Patrick Marnham

How the myth of Paris liberating itself was born

When De Gaulle persuaded Eisenhower to allow the French 2nd armoured division to lead a diversion into the city on 25 August 1944, it was his own political future he was thinking of

Crowds line the Champs-Élysées to cheer the Allied tanks the day after liberation, with pro-De Gaulle posters already in place. [Getty Images] 
issue 03 August 2024

The liberation of Paris in August 1944, two months after D-Day, was one of the most highly publicised victories of the second world war, although it was of no military importance.
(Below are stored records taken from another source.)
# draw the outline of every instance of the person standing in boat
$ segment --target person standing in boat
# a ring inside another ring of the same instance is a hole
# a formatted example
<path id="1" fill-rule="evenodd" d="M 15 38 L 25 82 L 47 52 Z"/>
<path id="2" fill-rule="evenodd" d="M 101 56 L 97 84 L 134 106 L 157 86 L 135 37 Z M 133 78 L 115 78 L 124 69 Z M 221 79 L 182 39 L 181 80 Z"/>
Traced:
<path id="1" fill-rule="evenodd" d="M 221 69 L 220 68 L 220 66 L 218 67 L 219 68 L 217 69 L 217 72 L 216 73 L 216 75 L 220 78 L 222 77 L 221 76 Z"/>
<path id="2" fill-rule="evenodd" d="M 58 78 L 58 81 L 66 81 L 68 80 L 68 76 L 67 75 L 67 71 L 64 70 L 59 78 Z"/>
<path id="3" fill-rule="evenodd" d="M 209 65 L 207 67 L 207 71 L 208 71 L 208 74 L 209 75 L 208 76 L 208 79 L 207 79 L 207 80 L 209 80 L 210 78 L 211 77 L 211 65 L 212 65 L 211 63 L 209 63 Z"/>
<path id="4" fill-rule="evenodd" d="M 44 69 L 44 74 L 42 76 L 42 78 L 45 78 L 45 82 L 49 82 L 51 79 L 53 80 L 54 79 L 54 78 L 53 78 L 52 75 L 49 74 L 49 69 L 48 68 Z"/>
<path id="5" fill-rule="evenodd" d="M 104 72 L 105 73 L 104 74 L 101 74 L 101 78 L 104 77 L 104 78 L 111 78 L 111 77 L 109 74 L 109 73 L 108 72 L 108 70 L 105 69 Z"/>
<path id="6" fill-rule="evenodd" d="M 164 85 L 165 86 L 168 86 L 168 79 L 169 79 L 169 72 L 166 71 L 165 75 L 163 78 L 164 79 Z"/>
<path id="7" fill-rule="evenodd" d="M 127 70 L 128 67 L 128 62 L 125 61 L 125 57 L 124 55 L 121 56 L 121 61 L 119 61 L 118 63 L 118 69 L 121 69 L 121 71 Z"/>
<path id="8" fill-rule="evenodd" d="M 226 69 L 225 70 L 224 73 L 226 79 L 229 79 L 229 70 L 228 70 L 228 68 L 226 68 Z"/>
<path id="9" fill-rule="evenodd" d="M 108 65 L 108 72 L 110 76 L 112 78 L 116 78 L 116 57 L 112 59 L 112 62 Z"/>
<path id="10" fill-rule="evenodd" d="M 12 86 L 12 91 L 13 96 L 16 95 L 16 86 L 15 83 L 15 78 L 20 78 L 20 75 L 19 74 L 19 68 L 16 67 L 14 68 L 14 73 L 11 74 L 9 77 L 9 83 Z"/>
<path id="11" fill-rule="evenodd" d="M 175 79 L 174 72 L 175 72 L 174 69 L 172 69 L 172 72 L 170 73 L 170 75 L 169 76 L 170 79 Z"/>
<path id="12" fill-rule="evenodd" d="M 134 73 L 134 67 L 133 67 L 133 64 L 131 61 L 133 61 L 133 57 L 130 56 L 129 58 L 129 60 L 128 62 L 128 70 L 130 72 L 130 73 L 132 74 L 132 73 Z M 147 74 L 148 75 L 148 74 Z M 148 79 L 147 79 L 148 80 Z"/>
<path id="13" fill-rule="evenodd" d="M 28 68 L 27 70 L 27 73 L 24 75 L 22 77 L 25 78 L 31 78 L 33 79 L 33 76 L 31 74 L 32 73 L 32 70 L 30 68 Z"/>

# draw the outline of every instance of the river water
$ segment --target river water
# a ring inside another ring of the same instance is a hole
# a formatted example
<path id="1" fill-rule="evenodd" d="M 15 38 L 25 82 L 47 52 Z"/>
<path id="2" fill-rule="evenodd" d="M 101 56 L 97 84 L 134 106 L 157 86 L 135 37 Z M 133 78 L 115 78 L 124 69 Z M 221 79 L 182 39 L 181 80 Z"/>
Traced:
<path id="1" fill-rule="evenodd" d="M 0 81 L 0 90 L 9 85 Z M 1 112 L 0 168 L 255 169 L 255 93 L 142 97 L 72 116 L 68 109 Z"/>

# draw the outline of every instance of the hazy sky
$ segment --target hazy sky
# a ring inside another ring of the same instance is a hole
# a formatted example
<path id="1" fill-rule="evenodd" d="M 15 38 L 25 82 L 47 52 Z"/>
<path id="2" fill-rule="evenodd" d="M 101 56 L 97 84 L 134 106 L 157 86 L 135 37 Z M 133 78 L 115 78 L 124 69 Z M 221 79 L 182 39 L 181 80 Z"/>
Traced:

General Eisenhower, the supreme Allied commander, originally planned to bypass the city altogether but was persuaded by General de Gaulle to allow the tanks of the French 2nd armoured division (the famous Deuxième Division Blindée – 2eDB) to lead a diversion into the city, backed by American infantry. De Gaulle claimed that he was concerned to avoid the danger of a bloody insurrection led by the communist Resistance. His real concern was less about bloodshed than his future political control of France.

Since Paris was the first of the great European cities to be freed intact, with the loss of relatively little human life, it was naturally an occasion for heavy media coverage. It was a moment of intense national joy, reaching its climax with de Gaulle’s extraordinary speech at the Hotel de Ville when he laid the foundations of the Gaullist myth of a country that had ‘liberated itself’.